How to construct CodeDB to explore a new white-box static scanning scheme 07/06 Update SLTechnology News&Howtos

How to construct CodeDB to explore a new white-box static scanning scheme

2025-07-06 Update From: SLTechnology News&Howtos shulou NAV: SLTechnology News&Howtos > Network Security >

Shulou(Shulou.com)05/31 Report--

How to construct CodeDB to explore a new white box static scanning scheme, many novices are not very clear about this. In order to help you solve this problem, the following editor will explain it in detail. People with this need can come and learn. I hope you can get something.

Preface

I used a simple example to describe the scanning idea based on .QL, but in fact I have only seen a living SemmleQL (that is, a prototype of CodeQL) in this field. Let me talk about this and share some of the new static scanning schemes I'm trying to explore.

What is .QL?

QL, whose full name is Query Language, is a language for querying data from databases. Our common SQL is a kind of QL, which is a very common concept.

And what is .QL? The explanation on Wiki is an object-oriented query language for retrieving data from a relational database.

And what does .QL have to do with static analysis? We need to understand a concept called SCID.

SCID: Source Code in Database is an operation that parses the syntax of the code and stores it in the code. This kind of database can be simply called CodeDB.

When we generate CodeDB from a scheme, we need to construct a QL language to deal with it. Of course, CodeQL is a platform that implements CodeDB and designs the corresponding QL language. The query language designed by Semmle QL is a. QL, which conforms to several characteristics, including SQL, Datalog, Eindhoven Quantifier Notation and Classes are Predicates, which covers a variety of solutions for different logic of the code. Of course, this article is not intended to discuss CodeQL, so we will not explain the solutions in Semmle QL in depth here.

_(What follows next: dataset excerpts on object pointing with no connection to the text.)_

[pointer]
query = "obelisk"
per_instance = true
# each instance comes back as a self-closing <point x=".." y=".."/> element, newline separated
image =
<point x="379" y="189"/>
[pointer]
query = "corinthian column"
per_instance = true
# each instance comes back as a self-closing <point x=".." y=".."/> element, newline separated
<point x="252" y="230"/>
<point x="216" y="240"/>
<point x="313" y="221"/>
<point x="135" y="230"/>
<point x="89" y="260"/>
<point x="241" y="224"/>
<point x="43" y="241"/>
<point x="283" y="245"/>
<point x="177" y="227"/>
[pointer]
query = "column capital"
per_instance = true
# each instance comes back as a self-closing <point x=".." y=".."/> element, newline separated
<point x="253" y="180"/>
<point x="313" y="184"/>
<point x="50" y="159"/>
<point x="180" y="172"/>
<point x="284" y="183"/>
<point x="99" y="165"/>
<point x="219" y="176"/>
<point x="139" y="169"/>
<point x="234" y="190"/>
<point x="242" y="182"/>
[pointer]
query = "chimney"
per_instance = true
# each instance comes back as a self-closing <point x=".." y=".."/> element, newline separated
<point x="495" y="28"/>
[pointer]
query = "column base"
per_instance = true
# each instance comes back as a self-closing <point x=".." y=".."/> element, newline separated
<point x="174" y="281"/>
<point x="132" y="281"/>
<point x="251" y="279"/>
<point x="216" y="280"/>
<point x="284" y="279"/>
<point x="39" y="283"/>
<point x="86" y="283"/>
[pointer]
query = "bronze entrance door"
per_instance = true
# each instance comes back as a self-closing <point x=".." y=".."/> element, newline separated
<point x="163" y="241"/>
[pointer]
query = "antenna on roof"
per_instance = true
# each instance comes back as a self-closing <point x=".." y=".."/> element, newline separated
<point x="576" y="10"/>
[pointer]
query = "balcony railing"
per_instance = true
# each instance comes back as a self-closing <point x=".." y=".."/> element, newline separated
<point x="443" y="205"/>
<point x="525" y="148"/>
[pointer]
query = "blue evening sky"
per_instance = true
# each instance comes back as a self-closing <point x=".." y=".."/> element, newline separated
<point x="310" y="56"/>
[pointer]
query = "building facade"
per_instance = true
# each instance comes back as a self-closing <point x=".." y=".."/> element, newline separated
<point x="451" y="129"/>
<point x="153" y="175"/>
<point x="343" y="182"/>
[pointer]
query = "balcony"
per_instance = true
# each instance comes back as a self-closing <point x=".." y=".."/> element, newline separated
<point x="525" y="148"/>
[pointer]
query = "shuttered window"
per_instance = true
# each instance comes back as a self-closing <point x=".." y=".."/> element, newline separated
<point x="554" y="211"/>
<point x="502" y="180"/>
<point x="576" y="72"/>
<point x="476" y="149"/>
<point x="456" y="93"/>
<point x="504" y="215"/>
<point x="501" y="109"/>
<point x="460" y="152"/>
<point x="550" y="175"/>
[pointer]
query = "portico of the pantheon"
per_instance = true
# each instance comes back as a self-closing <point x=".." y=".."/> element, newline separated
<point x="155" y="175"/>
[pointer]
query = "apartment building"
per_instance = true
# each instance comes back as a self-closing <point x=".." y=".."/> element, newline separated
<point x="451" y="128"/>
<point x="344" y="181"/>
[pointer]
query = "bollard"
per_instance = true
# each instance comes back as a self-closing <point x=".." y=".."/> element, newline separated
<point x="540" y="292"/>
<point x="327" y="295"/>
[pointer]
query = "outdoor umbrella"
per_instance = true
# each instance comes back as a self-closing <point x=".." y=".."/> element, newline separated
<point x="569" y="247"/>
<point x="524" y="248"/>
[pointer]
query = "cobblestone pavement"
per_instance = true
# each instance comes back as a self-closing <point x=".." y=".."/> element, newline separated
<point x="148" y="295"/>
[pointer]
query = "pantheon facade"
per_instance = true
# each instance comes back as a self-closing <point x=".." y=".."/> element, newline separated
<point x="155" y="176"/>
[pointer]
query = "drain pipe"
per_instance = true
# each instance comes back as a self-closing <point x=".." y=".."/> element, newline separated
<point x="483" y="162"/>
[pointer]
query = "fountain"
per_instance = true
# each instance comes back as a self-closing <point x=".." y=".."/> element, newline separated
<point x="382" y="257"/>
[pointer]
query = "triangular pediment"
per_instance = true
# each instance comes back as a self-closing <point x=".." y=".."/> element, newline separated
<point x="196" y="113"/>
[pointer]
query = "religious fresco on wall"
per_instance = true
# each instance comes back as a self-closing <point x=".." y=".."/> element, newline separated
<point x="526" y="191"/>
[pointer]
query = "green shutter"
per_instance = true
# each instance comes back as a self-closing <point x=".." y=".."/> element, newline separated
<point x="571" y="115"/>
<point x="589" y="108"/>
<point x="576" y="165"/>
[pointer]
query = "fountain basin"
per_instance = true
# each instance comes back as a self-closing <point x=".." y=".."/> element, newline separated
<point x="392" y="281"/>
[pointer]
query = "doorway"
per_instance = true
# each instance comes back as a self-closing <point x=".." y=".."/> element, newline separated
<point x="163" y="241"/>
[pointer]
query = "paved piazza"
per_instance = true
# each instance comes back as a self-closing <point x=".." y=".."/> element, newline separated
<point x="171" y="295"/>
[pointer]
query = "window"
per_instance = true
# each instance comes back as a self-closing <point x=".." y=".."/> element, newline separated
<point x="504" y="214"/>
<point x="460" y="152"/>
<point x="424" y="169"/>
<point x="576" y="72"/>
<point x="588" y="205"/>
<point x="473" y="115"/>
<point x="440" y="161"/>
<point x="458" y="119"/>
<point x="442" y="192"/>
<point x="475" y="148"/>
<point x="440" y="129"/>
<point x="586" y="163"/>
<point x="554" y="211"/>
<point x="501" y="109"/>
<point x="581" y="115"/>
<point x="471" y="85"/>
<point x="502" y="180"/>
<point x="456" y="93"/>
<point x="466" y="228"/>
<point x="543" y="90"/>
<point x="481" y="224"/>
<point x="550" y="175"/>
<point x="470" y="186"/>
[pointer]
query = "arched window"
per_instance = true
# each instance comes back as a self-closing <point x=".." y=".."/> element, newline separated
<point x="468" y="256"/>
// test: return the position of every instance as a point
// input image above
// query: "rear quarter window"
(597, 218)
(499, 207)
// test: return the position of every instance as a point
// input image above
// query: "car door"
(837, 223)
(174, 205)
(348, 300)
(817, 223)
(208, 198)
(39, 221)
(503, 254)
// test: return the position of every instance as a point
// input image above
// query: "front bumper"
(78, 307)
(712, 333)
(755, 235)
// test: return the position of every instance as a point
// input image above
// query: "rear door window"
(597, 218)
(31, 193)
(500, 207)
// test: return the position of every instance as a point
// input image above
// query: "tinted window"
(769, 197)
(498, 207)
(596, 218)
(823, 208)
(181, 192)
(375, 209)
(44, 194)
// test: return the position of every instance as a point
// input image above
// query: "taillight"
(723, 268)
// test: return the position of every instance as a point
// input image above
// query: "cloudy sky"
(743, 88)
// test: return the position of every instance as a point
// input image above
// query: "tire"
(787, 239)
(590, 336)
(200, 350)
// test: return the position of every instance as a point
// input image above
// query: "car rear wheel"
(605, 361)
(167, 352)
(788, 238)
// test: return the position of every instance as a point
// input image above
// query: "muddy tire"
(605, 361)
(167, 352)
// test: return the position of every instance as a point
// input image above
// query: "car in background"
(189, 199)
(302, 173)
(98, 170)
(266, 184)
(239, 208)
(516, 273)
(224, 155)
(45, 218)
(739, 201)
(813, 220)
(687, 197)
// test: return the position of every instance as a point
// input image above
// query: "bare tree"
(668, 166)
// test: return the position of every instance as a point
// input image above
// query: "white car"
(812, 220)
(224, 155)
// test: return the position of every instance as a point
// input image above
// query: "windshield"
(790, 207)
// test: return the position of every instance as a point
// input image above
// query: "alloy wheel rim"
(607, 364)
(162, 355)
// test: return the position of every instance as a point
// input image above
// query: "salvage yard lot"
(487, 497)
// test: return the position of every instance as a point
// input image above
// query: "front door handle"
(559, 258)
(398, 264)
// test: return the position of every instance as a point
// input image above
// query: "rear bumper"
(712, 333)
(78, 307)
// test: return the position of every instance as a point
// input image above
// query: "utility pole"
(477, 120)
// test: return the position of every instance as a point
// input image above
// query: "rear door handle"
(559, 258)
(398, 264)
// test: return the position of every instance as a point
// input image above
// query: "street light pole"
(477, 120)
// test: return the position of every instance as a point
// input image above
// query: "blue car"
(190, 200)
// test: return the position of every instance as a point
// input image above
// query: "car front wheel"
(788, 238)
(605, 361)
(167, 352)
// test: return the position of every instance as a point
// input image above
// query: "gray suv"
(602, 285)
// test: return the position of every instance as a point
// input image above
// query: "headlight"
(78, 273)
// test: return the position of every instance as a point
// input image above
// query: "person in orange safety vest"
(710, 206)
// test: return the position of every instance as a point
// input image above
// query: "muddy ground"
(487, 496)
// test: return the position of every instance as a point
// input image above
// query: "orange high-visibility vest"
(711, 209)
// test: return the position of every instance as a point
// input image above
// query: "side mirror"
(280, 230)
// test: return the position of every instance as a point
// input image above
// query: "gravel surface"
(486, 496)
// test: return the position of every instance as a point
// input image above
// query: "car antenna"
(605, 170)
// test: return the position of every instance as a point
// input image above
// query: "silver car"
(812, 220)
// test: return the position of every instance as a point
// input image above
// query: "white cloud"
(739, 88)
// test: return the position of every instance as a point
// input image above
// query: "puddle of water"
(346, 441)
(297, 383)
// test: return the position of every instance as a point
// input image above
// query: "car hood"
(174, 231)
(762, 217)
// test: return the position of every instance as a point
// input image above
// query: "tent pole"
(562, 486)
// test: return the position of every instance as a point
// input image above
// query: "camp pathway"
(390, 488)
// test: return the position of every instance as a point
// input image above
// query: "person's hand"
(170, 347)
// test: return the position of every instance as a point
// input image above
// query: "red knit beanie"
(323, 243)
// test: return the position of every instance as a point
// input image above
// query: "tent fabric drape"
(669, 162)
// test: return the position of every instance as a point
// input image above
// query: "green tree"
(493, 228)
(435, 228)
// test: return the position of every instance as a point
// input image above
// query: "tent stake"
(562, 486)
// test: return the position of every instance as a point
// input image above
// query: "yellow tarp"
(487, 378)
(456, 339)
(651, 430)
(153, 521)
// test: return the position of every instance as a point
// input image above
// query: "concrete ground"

The concept of .QL was first proposed in 2007. For details, please refer to:

Https://help.semmle.com/home/Resources/pdfs/scam07.pdf

Why use .QL?

In "talking about Automated static Code Audit tools from 0 to 0", I once thought that based on .QL is the main trend of white box development in the future. the main reason is that there are many unsolved problems in modern white box core technology. in the last article, I mainly explained several modern scanning schemes based on technical principles. today I will talk about the difference from the technology itself.

In fact, the two analysis methods I mentioned in the previous article, whether based on AST analysis or based on IR/CFG analysis, are only different in technical basis, but there is little difference in the theory of analysis. We can roughly call them Data-flow analysis, that is, data flow analysis (stain analysis can be regarded as a variation of data flow analysis).

There are many kinds of data flow analysis, which are flow-sensitive in nature and path-insensitive in general. Of course, this is not absolute, and we can classify them by sensitive types:

Flow sensitivity analysis: flow-sensitive, which considers the order in which statements are executed, which usually relies on CFG control flow diagrams.

Path sensitivity analysis: path-sensitive, which not only considers the execution order of statements, but also analyzes the execution conditions of the path (such as if conditions, etc.) to determine whether there is an execution path that can actually run.

Context-sensitive analysis: context-sensitive, a kind of interprocedural analysis, takes into account the calling context when analyzing the target of a function call. The main scenario is that the context of the same function / method is different when it is called in different calls / locations.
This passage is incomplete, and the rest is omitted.